Philippe Lemoine is the contemporary political theorist whose 2026 essay drew the explicit line from Lindblom's Politics and Markets to the structural position of frontier AI companies. Lemoine's argument is that if Lindblom thought the large private corporation fit oddly into democratic theory in 1977, the handful of companies training frontier AI models in the 2020s represent a far sharper version of the same structural problem. The concentration of AI development in a small oligopoly, the technical complexity that places AI capabilities beyond democratic deliberation, the governmental dependence on AI tools for administration and defense — each feature intensifies the privileged-position dynamic Lindblom identified.
Lemoine's essay became one of the most-cited analyses in the post-SaaSpocalypse AI governance discourse. It made the Lindblombian framework relevant to readers who had never encountered the 1977 argument in its original form. The essay's structural argument — that AI concentration is a governance problem independent of any specific harm caused by specific AI applications — reframed the debate in a way that sector-specific regulatory analyses could not.
The essay's particular contribution was to identify how AI's technical complexity intensifies the privileged position in ways Lindblom did not anticipate. In 1977, the privileged position operated through economic dependence: governments needed firms to invest. In 2026, the privileged position operates through epistemic dependence as well: governments need firms to supply the technical understanding through which AI can be governed, which means regulation must be acceptable to firms whose cooperation is required for regulation to function.
Lemoine's analysis has been read in tandem with the broligarchs framework advanced by Al Gore and others — the two perspectives converge on the diagnosis that democratic accountability of AI companies is currently compromised, though they differ on the specific mechanisms and the optimal remedial interventions.
Lemoine is known primarily as a political theorist working at the intersection of democratic theory, philosophy of social science, and analysis of contemporary capitalism.
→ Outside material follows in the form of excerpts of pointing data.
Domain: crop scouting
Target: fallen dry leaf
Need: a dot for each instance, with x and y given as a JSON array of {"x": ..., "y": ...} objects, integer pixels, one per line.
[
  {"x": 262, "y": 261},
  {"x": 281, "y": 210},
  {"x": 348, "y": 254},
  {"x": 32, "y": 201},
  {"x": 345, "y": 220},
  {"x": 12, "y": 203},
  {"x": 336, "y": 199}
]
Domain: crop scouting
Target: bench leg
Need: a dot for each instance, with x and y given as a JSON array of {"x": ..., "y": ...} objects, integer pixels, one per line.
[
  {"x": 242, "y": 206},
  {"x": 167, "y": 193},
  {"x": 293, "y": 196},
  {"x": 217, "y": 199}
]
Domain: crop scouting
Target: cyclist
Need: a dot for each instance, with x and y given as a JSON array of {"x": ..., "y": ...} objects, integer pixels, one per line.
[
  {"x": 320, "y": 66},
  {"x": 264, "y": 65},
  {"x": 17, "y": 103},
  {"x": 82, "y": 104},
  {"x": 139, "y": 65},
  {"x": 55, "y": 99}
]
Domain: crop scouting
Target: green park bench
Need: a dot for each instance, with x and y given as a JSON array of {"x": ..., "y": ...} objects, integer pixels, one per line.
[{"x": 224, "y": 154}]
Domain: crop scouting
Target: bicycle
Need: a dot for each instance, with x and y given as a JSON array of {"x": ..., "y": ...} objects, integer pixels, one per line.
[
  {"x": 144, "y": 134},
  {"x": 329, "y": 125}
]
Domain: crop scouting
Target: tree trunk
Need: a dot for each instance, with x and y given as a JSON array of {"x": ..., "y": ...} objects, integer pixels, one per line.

His February 2026 essay appeared during the intensive period of AI governance debate that followed the SaaSpocalypse and the broader awakening to structural AI concerns.
Lindblombian extension. The 1977 framework applies to AI with intensified force.
Epistemic dependence. AI's technical complexity adds an epistemic dimension to the economic dependence Lindblom identified.
Structural over particular. The governance problem is structural, not a matter of specific corporate misconduct that better regulation could address.
Institutional correction. The response is incremental institutional counterbalance, not nationalization or prohibition.